I ragazzi hanno avuto la possibilità di vedere da vicino reperti storici, documenti e ricostruzioni che hanno raccontato la vita nelle trincee. Grazie all’approccio interattivo del museo e al dibattito guidato, hanno potuto non solo acquisire nozioni storiche, ma anche riflettere sulle emozioni e le difficoltà dei soldati, rendendo la storia più vicina e significativa. Un dibattito finale ha infatti permesso di condividere le emozioni e le nozioni apprese, rendendo l’esperienza ancora più significativa.

Rielaborazione dell’esperienza in classe

Tornati in aula, gli studenti hanno consolidato quanto appreso. Il lavoro di gruppo, il dibattito e l’utilizzo di strumenti digitali hanno permesso a tutti di partecipare attivamente e di approfondire la comprensione del conflitto. Concentrandosi sulle emozioni dei soldati, hanno dimostrato come la storia non sia solo un insieme di date e fatti, ma un racconto di vite umane.

Vediamo quali sono state le tappe successive di tale rielaborazione:

Fase 1: l’arte racconta le emozioni della trincea

In questa fase, l’arte è diventata uno strumento per esplorare la vita dei soldati. Gli studenti hanno tradotto in disegni le emozioni difficili da esprimere a parole. Con l’ausilio di proiezioni di immagini e musica, hanno unito creatività ed empatia, offrendo una nuova chiave di lettura storica.

Fase 2: dalle voci alla scrittura creativa

La scrittura creativa ha rappresentato il cuore del progetto. Gli studenti sono stati guidati in un percorso per immedesimarsi nelle vite dei soldati, partendo da immagini e testimonianze.

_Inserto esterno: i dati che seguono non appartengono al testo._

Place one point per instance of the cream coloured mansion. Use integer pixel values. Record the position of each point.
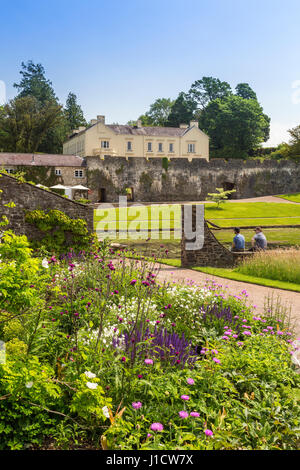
(114, 140)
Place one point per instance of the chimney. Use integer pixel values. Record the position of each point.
(101, 119)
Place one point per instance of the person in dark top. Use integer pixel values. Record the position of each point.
(238, 243)
(259, 241)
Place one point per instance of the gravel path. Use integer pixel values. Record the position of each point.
(257, 294)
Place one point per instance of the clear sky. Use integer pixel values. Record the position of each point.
(119, 56)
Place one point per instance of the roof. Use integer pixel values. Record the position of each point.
(146, 131)
(30, 159)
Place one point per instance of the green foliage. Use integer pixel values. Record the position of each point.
(220, 197)
(24, 123)
(62, 231)
(235, 126)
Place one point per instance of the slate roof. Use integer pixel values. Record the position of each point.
(30, 159)
(148, 131)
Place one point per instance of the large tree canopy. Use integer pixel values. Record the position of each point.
(24, 123)
(235, 125)
(74, 113)
(208, 89)
(35, 84)
(182, 111)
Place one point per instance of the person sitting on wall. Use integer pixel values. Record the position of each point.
(238, 243)
(259, 241)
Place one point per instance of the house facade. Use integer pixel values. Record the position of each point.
(46, 169)
(114, 140)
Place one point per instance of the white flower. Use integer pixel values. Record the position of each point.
(90, 375)
(91, 385)
(105, 411)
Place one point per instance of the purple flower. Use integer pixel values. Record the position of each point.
(136, 405)
(185, 397)
(156, 427)
(148, 361)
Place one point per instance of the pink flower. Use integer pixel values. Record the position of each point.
(148, 361)
(185, 397)
(136, 405)
(156, 427)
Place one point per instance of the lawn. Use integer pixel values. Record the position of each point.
(230, 214)
(294, 197)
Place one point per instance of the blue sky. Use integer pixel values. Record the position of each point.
(119, 56)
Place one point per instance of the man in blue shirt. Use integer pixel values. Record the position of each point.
(259, 241)
(238, 243)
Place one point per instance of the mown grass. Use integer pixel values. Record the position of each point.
(282, 265)
(234, 275)
(294, 197)
(277, 237)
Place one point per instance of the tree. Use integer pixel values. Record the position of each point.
(245, 91)
(183, 111)
(34, 83)
(24, 124)
(235, 126)
(159, 111)
(294, 147)
(74, 113)
(208, 89)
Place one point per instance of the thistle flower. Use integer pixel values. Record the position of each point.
(156, 427)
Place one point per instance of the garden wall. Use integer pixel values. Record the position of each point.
(157, 180)
(28, 197)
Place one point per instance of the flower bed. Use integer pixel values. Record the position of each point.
(99, 353)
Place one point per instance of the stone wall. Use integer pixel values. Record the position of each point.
(212, 254)
(28, 197)
(185, 180)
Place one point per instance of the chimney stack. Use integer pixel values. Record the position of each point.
(101, 119)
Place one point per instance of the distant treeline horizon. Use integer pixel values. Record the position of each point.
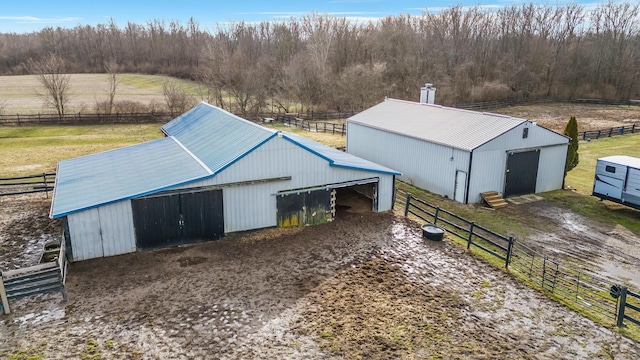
(324, 62)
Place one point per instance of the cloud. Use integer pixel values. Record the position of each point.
(37, 20)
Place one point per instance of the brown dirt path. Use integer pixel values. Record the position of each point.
(363, 286)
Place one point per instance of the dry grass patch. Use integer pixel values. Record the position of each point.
(555, 116)
(32, 150)
(20, 92)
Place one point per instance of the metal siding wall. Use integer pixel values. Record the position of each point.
(621, 170)
(551, 168)
(254, 206)
(249, 207)
(487, 173)
(512, 139)
(84, 228)
(116, 221)
(490, 160)
(429, 166)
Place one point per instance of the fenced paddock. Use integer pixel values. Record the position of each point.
(83, 119)
(597, 296)
(314, 126)
(27, 184)
(614, 131)
(38, 279)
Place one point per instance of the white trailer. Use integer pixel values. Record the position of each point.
(618, 179)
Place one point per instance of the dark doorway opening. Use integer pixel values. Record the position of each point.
(521, 173)
(169, 220)
(355, 199)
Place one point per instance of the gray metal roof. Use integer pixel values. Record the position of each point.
(215, 136)
(623, 160)
(462, 129)
(200, 143)
(336, 157)
(114, 175)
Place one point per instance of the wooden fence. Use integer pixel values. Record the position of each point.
(314, 126)
(614, 131)
(43, 278)
(27, 184)
(590, 293)
(83, 119)
(133, 118)
(486, 105)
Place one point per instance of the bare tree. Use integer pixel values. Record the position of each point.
(113, 79)
(178, 101)
(52, 74)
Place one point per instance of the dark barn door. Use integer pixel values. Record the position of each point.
(304, 208)
(178, 219)
(522, 172)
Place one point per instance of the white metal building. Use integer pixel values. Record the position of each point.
(214, 173)
(459, 153)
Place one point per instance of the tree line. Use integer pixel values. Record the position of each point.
(325, 62)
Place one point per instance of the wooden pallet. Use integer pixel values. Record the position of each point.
(493, 199)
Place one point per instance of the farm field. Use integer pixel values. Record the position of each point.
(35, 150)
(555, 116)
(19, 94)
(364, 286)
(306, 293)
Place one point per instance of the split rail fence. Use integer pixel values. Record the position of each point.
(27, 184)
(38, 279)
(586, 291)
(313, 126)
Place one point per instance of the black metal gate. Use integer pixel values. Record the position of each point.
(175, 219)
(522, 171)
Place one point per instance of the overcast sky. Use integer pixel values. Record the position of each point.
(31, 15)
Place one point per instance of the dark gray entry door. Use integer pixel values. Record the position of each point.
(522, 172)
(175, 219)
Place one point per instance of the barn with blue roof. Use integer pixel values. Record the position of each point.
(214, 173)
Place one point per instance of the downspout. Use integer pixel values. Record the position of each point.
(466, 195)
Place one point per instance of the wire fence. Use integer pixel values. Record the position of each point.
(592, 294)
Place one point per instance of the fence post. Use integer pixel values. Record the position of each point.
(544, 271)
(470, 235)
(621, 305)
(44, 182)
(3, 296)
(406, 206)
(509, 249)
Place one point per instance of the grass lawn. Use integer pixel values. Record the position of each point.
(329, 139)
(34, 150)
(19, 93)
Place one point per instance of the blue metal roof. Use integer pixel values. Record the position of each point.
(217, 137)
(336, 157)
(201, 143)
(114, 175)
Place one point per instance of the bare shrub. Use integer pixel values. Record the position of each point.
(178, 101)
(52, 75)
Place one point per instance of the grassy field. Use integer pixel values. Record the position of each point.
(19, 94)
(34, 150)
(581, 178)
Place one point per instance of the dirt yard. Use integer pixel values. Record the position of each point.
(555, 116)
(364, 286)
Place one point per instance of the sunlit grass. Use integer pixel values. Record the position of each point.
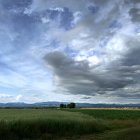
(35, 123)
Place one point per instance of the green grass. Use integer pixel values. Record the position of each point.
(110, 114)
(76, 124)
(39, 123)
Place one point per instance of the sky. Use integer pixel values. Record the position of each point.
(70, 51)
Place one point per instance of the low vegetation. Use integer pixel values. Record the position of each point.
(77, 124)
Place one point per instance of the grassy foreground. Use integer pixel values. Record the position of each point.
(76, 124)
(44, 123)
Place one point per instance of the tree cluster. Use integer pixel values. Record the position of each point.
(70, 105)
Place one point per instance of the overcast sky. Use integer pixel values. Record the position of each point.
(70, 50)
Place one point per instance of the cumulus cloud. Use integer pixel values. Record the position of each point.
(91, 48)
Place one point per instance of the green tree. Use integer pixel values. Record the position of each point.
(71, 105)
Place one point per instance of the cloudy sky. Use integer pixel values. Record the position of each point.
(70, 50)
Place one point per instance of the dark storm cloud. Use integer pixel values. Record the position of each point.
(79, 78)
(135, 14)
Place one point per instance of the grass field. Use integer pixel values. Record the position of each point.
(80, 124)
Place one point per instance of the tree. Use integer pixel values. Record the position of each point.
(62, 106)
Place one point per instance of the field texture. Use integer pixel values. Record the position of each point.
(80, 124)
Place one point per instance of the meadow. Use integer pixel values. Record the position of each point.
(77, 124)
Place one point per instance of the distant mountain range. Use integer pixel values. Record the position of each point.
(56, 104)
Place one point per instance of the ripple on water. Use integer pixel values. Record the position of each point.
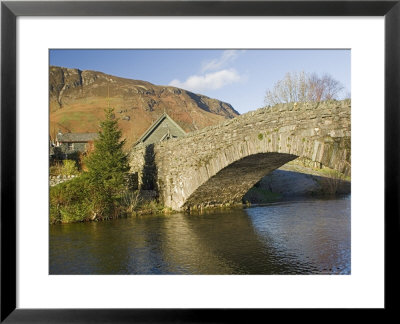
(297, 237)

Successivamente, in modo autonomo, hanno lavorato ai loro racconti personali, frutto di una profonda riflessione. Un processo che ha incluso spunti creativi, brainstorming collettivo e la scrittura individuale.

Fase 3: il suono della storia: canti della Grande Guerra

Gli studenti hanno approfondito la storia attraverso la musica. In laboratorio, hanno ricercato e analizzato i canti di guerra legati al territorio trentino. Hanno lavorato con cuffie per una maggiore concentrazione e utilizzato un documento condiviso per collaborare, trasformando la ricerca individuale in un progetto di gruppo.

Fase 4: la creazione del “Diario di Guerra”

Il progetto ha preso forma nella creazione di un “Diario di Guerra“, un manufatto unico. Utilizzando materiali di recupero e tecniche artistiche come ingiallimento e bruciature, gli studenti hanno conferito autenticità alle pagine. All’interno di questo diario, hanno raccolto i loro elaborati di scrittura, disegni e acquerelli, curando personalmente ogni dettaglio grafico.

Fase 5: la condivisione dei “Battiti nel silenzio”

L’ultima fase ha riguardato la condivisione del lavoro. Gli studenti hanno letto ad alta voce i loro racconti per sviluppare le capacità espositive. I testi sono stati digitalizzati e l’esperienza si è conclusa con la registrazione di un podcast, offrendo un modo moderno per comunicare il loro percorso.

Il progetto ha dimostrato come un approccio multidisciplinare possa unire arte, tecnologia e storia, sviluppando il senso critico e le capacità espressive.